Visa (NYSE: V) has announced that the US Spending Momentum Index (SMI) was 102.4 in January (seasonally adjusted), down from a revised 109.4 in December. The Visa SMI is an economic indicator of the health of consumer spending. When the Visa SMI rises above 100, the consumer spending momentum is strengthening and when it falls below 100, the spending momentum is weakening as fewer consumers are spending more relative to the previous year.
The SMI’s decline from December was due in large part to the rise in new covid-19 cases with the spread of the Omicron variant. This current wave’s impact on spending was less than prior outbreaks, and for the most part, has not derailed the recovery as more households continue to spend more than they did last year. Recent research from Visa Business and Economic Insights has further found that while consumer demand is less impacted by each successive wave, business disruptions have increased, contributing in part to rising inflation.
“The SMI readings continue to reflect that there is a clear indication of spending growth moderation in January,” said Wayne Best, Visa’s Chief Economist. “That said, we expect more robust spending in the months ahead as virus concerns slowly subside.”
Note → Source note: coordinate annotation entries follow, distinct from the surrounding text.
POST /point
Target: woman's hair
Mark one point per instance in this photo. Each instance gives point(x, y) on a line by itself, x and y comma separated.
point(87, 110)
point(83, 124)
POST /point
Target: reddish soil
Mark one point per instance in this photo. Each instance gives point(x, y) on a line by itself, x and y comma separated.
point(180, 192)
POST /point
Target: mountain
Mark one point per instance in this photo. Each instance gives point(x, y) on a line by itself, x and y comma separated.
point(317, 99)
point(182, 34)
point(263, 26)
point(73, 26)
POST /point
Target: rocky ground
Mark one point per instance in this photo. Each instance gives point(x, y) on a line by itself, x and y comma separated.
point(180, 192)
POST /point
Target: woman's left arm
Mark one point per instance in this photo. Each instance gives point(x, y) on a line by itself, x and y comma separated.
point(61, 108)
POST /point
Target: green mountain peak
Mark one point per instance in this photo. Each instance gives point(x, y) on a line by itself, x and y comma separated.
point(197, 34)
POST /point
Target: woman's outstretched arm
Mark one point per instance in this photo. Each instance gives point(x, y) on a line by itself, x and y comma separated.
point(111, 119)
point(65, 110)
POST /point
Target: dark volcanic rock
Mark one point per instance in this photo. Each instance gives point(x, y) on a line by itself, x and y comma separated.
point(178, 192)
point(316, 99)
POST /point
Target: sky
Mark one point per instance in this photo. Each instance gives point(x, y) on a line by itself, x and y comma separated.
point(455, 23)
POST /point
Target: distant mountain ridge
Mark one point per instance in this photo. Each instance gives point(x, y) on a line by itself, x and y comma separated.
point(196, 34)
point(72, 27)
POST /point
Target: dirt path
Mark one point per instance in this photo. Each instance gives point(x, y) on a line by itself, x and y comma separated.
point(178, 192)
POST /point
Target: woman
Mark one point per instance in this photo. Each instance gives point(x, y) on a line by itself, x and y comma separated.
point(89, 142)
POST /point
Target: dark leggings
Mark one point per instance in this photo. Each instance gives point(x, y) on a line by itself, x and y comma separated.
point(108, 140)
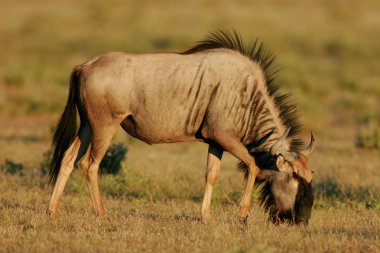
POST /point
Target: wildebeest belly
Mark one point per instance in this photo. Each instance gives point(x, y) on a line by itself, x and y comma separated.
point(160, 128)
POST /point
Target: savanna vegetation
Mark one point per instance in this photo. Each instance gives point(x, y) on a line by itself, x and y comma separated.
point(329, 52)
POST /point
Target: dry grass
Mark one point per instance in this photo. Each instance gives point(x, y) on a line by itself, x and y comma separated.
point(330, 54)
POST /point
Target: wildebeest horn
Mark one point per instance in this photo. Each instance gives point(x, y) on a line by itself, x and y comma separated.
point(278, 146)
point(311, 146)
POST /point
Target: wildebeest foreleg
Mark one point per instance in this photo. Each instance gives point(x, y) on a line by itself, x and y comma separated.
point(214, 156)
point(237, 149)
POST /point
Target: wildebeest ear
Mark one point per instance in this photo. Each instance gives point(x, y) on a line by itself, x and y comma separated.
point(280, 161)
point(266, 174)
point(282, 165)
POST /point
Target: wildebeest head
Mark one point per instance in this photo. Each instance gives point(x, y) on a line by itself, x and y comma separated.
point(286, 179)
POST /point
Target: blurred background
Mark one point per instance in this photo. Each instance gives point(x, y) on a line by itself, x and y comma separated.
point(329, 52)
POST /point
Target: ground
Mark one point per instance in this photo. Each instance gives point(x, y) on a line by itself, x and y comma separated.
point(329, 52)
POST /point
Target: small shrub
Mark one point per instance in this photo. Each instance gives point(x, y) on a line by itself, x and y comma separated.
point(12, 168)
point(111, 162)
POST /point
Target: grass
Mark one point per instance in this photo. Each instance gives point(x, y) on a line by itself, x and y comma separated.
point(329, 52)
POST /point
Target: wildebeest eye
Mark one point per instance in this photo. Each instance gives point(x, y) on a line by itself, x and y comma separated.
point(304, 202)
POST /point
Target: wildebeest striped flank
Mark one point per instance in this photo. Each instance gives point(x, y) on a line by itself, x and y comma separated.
point(221, 92)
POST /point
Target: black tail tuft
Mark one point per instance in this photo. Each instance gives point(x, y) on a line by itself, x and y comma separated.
point(67, 127)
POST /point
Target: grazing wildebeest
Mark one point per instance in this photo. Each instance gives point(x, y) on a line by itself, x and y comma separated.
point(220, 92)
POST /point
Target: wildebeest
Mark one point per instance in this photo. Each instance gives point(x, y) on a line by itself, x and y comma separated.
point(221, 92)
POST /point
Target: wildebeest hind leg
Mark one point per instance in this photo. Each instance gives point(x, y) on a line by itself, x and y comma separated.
point(214, 156)
point(101, 138)
point(67, 166)
point(237, 149)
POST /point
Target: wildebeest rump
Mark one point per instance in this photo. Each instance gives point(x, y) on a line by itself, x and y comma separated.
point(220, 92)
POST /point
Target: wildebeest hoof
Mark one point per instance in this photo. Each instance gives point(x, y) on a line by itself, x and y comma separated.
point(50, 213)
point(208, 219)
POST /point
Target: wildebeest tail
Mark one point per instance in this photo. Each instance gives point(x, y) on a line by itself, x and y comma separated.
point(66, 130)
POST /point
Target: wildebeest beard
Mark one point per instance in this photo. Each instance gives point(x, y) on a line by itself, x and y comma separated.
point(286, 198)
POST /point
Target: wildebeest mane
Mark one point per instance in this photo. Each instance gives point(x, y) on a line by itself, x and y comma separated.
point(256, 52)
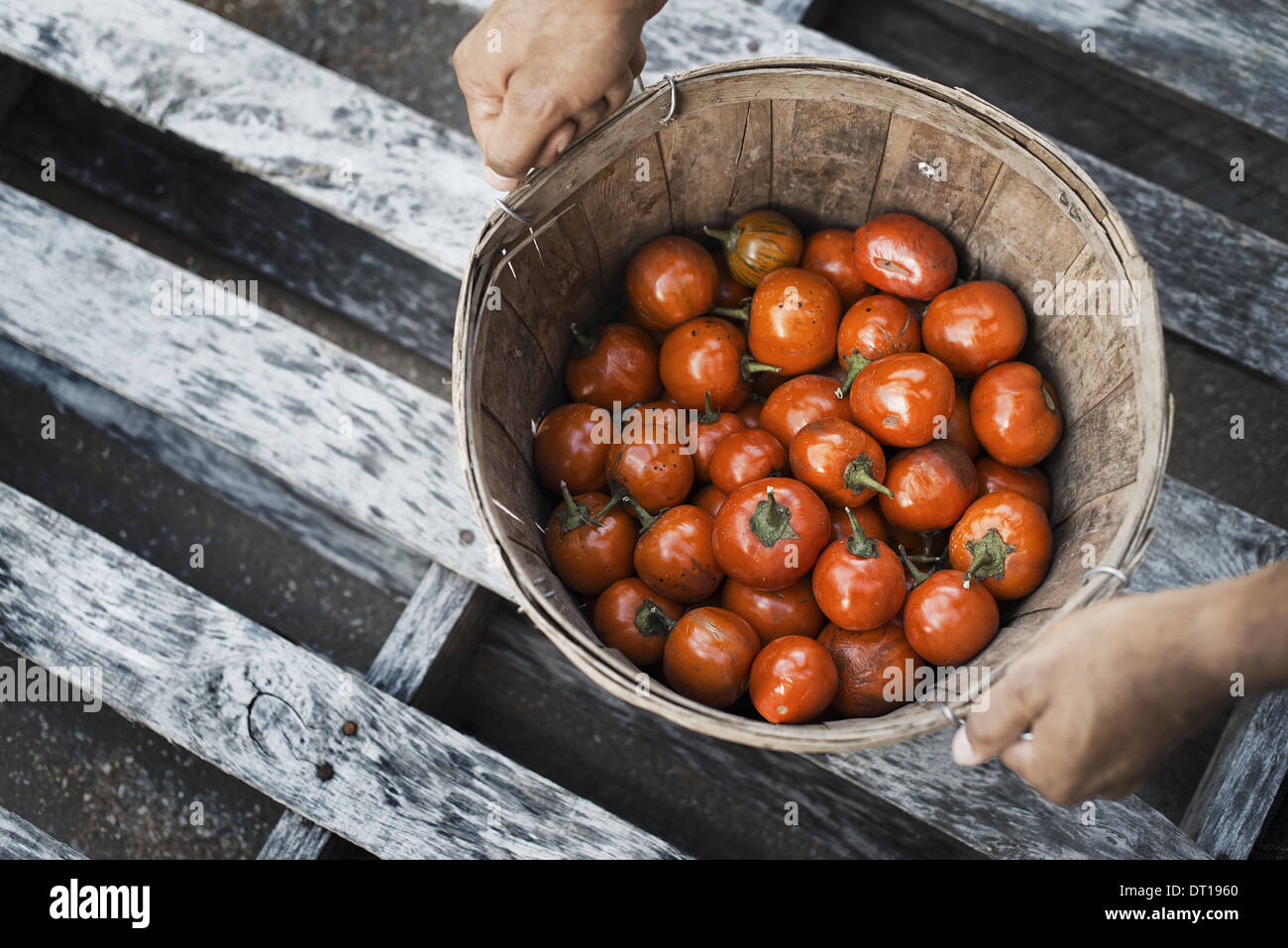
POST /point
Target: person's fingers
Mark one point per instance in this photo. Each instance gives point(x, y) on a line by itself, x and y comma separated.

By category, the SMI for discretionary purchases fell 3.9 points from the previous month to 100.6. The SMI for non-discretionary purchases fell 2.4 points to 97.4. On a regional basis, the SMI fell for all four regions of the country relative to last month but continued to signal positive spending momentum on a YoY basis. SMI readings in the South (101.5) and Midwest (101.8) were among the softest followed by the Northeast (102.0). The downshift in spending momentum in these three regions suggests that severe winter weather may have played a role in holding back consumer momentum for the month. The West continued to have the strongest SMI reading among the regions at 106.1.
Please note, the changes noted above are relative to restated values for December. With this release, the seasonally adjusted SMI series for 2021 has been restated with the latest annual update to the seasonal adjustment factors. The revised series, the unadjusted series and seasonal adjustment factors can be found on our website.
About the Visa SMI
The Visa SMI is an economic indicator of the health of consumer spending. The SMI provides insight into what drives upturns and downturns in spending by measuring the breadth of the momentum supporting these trends. The Visa SMI is based on a sample of aggregated, depersonalised VisaNet data. Visa adjusts this data through proprietary methods to exclude factors that do not reflect spending momentum. The resulting sample data is then aggregated using a diffusion index framework where index values are scored from 0 to 200. When the Visa SMI rises above 100, the consumer spending momentum is strengthening and when it falls below 100, the spending momentum is weakening as fewer consumers are spending more relative to the previous year. The index is adjusted for day of week, month, holidays, and broad annual trends, and these seasonal adjustments are subject to revision each year.
The Visa SMI does not take into account the volume of payments; nor does it rely on all Visa-branded credentials, and therefore does not reflect Visa operational or financial performance. It is intended for informational purposes only and is offered on an “as is” basis without any warranties of any kind, express or implied. Each SMI report is as of the publication date.
Eligible Visa clients in the US may access more detailed and customised insights at the national, regional and local spending level, including spending on the main categories of goods and services.